Isso significa legislar pouco, legislar menos. O que me preocupa é uma narrativa que eu acho muito forte, de que não estão deixando o Lula governar. O Poder Executivo é eleito para executar as políticas públicas que ele encaminha para o Congresso.
Acho que essa é uma questão que o governo tem de refletir. Governar com minoria é um direito, mas significa uma redução da produção legislativa.
E quanto à reforma tributária?
O governo tem uma sorte de sua agenda ser convergente com a agenda que foi proposta pela própria Câmara dos Deputados, lá em 2019. Então, eu acho que as peças mais importantes o governo certamente vai conseguir aprovar, do meu ponto de vista sem maiores conflitos. Mas depois precisa ter essa compreensão.

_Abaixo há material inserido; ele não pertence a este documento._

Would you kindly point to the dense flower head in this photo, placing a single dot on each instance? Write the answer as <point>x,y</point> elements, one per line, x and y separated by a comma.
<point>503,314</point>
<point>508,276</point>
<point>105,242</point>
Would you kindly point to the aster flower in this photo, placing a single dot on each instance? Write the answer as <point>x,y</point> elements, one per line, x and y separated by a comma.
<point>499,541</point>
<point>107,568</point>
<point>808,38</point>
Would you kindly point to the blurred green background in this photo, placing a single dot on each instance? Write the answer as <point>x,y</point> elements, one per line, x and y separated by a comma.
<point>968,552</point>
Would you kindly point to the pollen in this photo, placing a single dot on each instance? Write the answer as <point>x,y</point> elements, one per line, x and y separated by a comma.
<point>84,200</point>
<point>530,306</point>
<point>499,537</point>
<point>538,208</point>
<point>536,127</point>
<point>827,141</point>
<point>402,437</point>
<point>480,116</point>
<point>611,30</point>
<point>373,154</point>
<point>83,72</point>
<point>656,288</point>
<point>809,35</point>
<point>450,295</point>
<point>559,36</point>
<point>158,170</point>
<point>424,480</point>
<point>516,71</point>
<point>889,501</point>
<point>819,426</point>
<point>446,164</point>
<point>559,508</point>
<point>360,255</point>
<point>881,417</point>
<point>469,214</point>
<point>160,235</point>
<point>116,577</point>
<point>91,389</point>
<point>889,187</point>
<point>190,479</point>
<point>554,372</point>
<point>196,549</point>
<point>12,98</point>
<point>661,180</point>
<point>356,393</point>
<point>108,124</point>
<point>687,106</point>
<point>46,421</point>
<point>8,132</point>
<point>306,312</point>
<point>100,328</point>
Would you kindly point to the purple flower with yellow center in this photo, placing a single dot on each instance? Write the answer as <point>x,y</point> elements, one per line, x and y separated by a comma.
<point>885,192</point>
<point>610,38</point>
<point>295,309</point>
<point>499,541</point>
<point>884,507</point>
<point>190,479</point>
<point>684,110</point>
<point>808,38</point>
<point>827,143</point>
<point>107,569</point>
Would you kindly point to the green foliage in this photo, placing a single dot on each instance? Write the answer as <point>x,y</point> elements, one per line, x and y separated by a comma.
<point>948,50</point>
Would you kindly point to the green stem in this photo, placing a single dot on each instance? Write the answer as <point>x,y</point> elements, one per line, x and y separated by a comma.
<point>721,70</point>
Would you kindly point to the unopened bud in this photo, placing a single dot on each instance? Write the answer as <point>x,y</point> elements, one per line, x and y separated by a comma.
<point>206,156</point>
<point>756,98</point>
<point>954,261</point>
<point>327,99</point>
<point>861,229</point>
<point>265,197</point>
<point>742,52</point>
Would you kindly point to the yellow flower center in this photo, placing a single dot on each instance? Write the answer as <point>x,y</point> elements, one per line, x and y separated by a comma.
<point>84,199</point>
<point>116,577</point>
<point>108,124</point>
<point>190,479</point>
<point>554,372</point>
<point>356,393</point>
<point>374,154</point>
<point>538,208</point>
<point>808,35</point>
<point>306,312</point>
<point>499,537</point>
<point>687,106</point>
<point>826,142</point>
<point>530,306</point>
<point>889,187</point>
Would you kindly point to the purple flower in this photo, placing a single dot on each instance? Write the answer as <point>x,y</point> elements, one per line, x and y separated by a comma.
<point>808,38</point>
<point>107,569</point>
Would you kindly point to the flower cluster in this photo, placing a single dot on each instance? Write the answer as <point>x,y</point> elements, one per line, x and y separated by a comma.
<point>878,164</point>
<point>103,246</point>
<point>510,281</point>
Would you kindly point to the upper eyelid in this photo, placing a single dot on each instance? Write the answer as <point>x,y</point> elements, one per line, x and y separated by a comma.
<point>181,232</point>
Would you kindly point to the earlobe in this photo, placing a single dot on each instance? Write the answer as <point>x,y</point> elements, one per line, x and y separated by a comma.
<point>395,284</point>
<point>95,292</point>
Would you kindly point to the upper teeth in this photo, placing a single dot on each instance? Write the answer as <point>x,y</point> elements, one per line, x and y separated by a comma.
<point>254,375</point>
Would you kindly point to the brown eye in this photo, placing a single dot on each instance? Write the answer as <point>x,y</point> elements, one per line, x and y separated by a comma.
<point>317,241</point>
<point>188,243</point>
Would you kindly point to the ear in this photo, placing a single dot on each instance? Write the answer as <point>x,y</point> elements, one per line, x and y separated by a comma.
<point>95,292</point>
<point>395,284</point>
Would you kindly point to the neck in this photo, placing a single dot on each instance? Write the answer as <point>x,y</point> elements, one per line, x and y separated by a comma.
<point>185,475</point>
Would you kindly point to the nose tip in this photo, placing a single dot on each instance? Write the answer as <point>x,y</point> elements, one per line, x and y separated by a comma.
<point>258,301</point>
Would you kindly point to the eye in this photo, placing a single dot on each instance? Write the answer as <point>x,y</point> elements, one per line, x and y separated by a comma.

Na MP dos Ministérios, eu vi na imprensa muita interpretação da base governista, o próprio governo reclama muito do Arthur Lira. Há muitas narrativas. A minha análise, olhando de longe, pela minha experiência acho que se não fosse o Arthur essa matéria tinha caído [Caso a Medida Provisória não fosse votada, o governo Lula teria que trabalhar com o mesmo organograma do governo de Jair Bolsonaro]. E ele ficou com a fama de ter prejudicado o governo, de que pressionou mais do que devia.